When Leicester City faced Sunderland on the opening day of the season, even their most optimistic fans were expecting another testing struggle to avoid relegation.
As they prepare to visit Sam Allardyce’s side in the return fixture on Sunday, some of those supporters are now pre-emptively buying scarves emblazoned with the words ‘Premier League Champions’.
While many are no doubt steering clear to avoid tempting fate, four victories from the remaining six games of the season will hand Leicester a maiden top flight title and complete one of the most remarkable fairytales in English soccer history.
Leicester lead second place Tottenham Hotspur by seven points heading into Sunday’s game and need 12 more to put themselves out of sight.
For the Leicester side that plunged to the foot of the table last season, four wins in six games might have seemed like a daunting task.
Yet such has been the collective sense of calm that seems to encircle Claudio Ranieri’s side this year that few are now expecting a collapse in the home straight.
The slip-ups and the wobbles have been reserved for the so-called bigger teams, who have all fallen off the pace while Leicester have sailed smoothly through the supposed choppy waters of the title run-in.
Four successive 1-0 victories have propelled Leicester to the verge of success and been testament to the organisational abilities of their Italian coach.
Leicester have never kept five consecutive clean sheets in the top flight, but, in a season when past records have counted for little, it would be a brave man, or perhaps a foolish one, to bet against another shut-out against Sunderland, whose relegation woes are intensifying.

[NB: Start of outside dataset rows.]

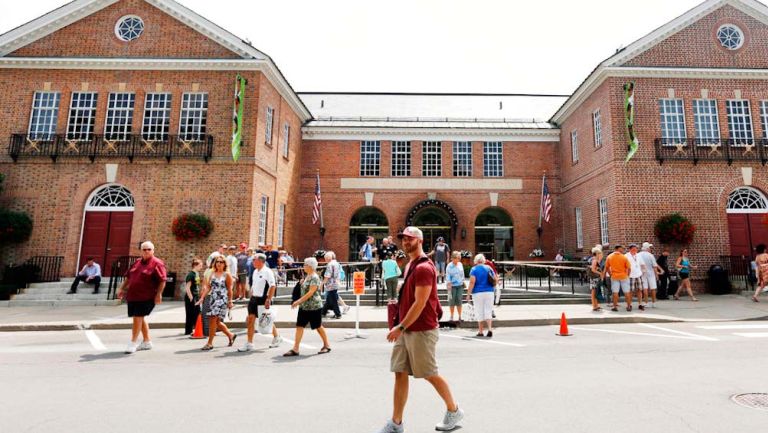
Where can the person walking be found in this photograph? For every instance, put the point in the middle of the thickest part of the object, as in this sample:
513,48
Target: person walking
143,289
192,295
416,336
683,266
454,272
263,289
481,288
310,306
218,290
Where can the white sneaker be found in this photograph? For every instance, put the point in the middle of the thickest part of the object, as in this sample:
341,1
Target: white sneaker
276,342
450,420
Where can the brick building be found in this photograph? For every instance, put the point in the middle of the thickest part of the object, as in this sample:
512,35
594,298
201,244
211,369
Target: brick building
118,114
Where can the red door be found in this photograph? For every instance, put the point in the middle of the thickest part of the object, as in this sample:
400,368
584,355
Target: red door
106,236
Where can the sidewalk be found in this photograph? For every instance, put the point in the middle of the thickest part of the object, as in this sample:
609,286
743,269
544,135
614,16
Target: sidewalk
171,315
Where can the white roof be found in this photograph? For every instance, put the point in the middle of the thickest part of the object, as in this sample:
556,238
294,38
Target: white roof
439,108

Allardyce’s side are four points adrift of Norwich City in 17th and entering the now-or-never part of the season when they will have to start winning or become resigned to their fate.
Tottenham, whose hopes of catching Leicester were dented by their 1-1 draw with Liverpool at Anfield last weekend, could find themselves 10 points adrift of the leaders by the time they host Manchester United later on Sunday.

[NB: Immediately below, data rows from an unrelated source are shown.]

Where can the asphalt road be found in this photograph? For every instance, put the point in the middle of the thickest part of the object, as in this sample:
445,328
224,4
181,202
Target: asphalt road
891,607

United are involved in a local battle with Manchester City for fourth place and the final Champions League qualification spot and would love nothing more than to salvage an inconsistent season by overhauling their rivals in the table.
City, buoyed by a gritty 2-2 draw at Paris St Germain in their Champions League quarter-final first leg on Wednesday, host West Bromwich Albion, who are comfortably placed in mid-table.
Third place Arsenal, whose hopes of taking anything from the campaign look forlorn as they trail Leicester by 11 points, albeit with a game in hand, travel to West Ham United on Saturday.
Newcastle United, who are battling local rivals Sunderland to avoid relegation, visit Southampton, while Norwich play at Crystal Palace.
Alan Pardew’s Palace are three points above Norwich, but seemingly in freefall after failing to win a league game since December.